Agility is an incredibly fun, fast-paced dog sport, the popularity of which has grown by leaps and bounds over the last three decades, since its introduction as a demonstration at the Crufts Dog Show in the 1970’s. Modeled after equestrian jumping events, the handler must guide the dog over, under and through a series of obstacles. In the United States alone, there are seven different organizations that hold dog agility competitions, each with their own sets of classes, rules, etc.:
The only two venues with which I have any experience are CPE and AKC. Of the two, I find CPE to be the better introductory venue. The rules are a little bit more lenient, and the general feeling is by and large one of camaraderie rather than competition. Also, there are a number of “Games” in CPE agility that help teach you strategies for handling courses, and work on building distance between you and your dog on course.
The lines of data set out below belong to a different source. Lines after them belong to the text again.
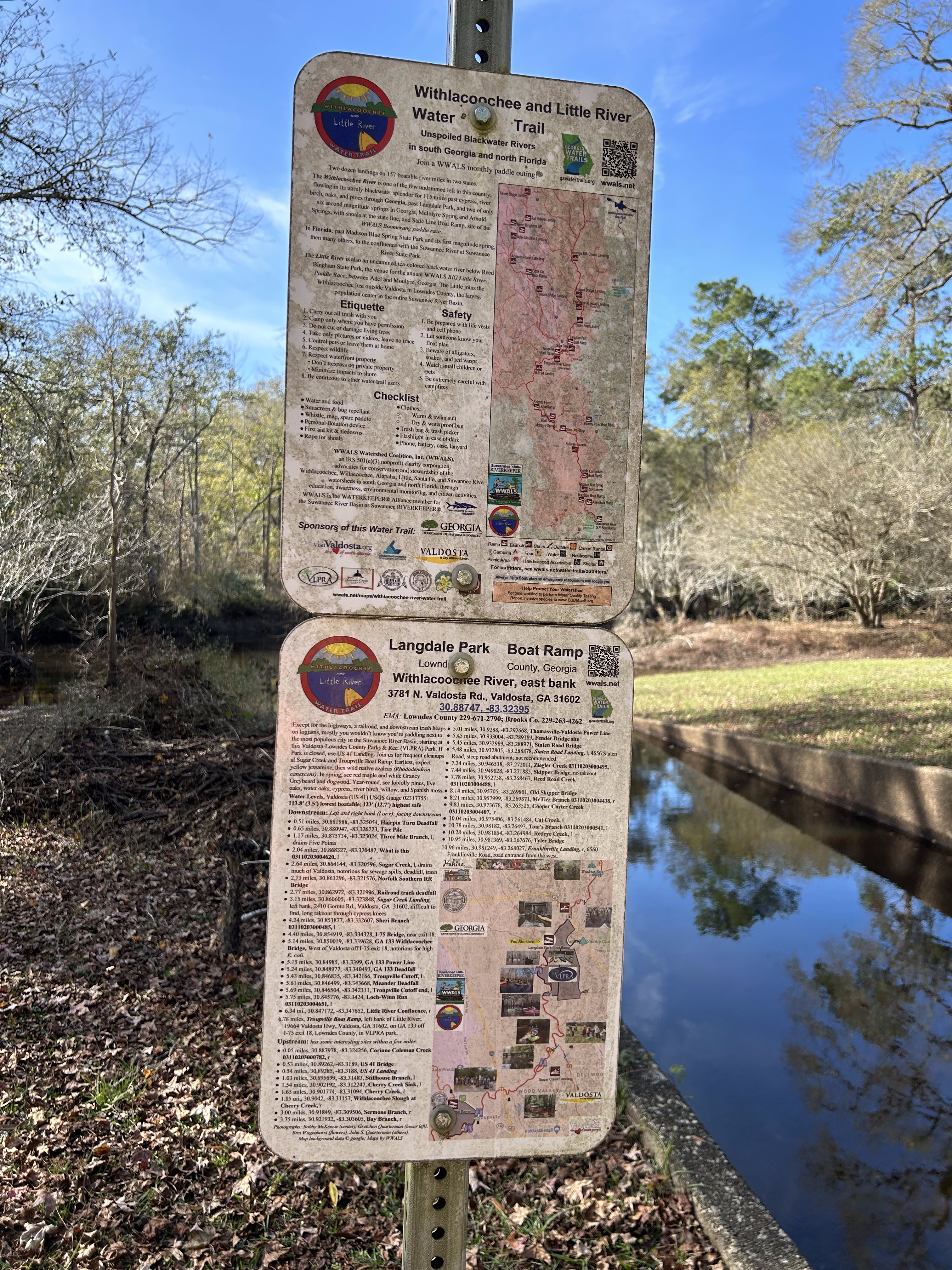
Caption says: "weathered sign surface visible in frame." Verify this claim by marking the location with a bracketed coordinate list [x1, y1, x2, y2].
[282, 53, 654, 622]
[259, 619, 632, 1161]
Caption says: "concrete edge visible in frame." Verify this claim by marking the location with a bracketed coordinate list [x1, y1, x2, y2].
[633, 716, 952, 851]
[618, 1022, 811, 1270]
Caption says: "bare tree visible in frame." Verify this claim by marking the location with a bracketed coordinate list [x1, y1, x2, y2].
[636, 513, 713, 620]
[790, 0, 952, 411]
[0, 485, 105, 651]
[707, 424, 952, 626]
[0, 0, 254, 273]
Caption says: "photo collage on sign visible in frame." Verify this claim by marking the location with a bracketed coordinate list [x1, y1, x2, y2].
[430, 856, 612, 1138]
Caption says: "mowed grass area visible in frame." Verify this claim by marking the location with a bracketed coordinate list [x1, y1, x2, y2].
[635, 657, 952, 767]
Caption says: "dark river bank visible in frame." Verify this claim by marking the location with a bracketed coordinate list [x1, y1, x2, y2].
[622, 743, 952, 1270]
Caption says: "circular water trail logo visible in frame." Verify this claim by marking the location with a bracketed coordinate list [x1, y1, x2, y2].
[297, 635, 382, 714]
[489, 507, 519, 539]
[311, 75, 396, 159]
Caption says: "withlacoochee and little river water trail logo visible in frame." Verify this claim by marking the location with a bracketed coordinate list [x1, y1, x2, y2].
[297, 635, 383, 714]
[311, 75, 396, 159]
Whatever the venue, whether it be at a trial or in your very own back yard, agility is perhaps one of the best ways to build communication between you and your dog. While body language is your dog’s native tongue, it is often one with which we humans struggle. In learning to handle a dog on an agility course, you really become much more aware of what you are telling your dog — and it may not be what you think you are telling him!
If you do decide you’d like to compete, find yourself a good trainer to work with. Don’t just look at how many titles he may have on his own dogs; look at how many titles his students have on theirs. Lots of people can handle dogs — far fewer can teach it effectively.
I started Ian in agility and competed in one CPE trial. I may have pursued it further had he not had the injury he did. Elli is shaping up to be an amazing agility dog, and I can only begin to imagine what Magnum will be like. Now I just need to get MYSELF in shape for it!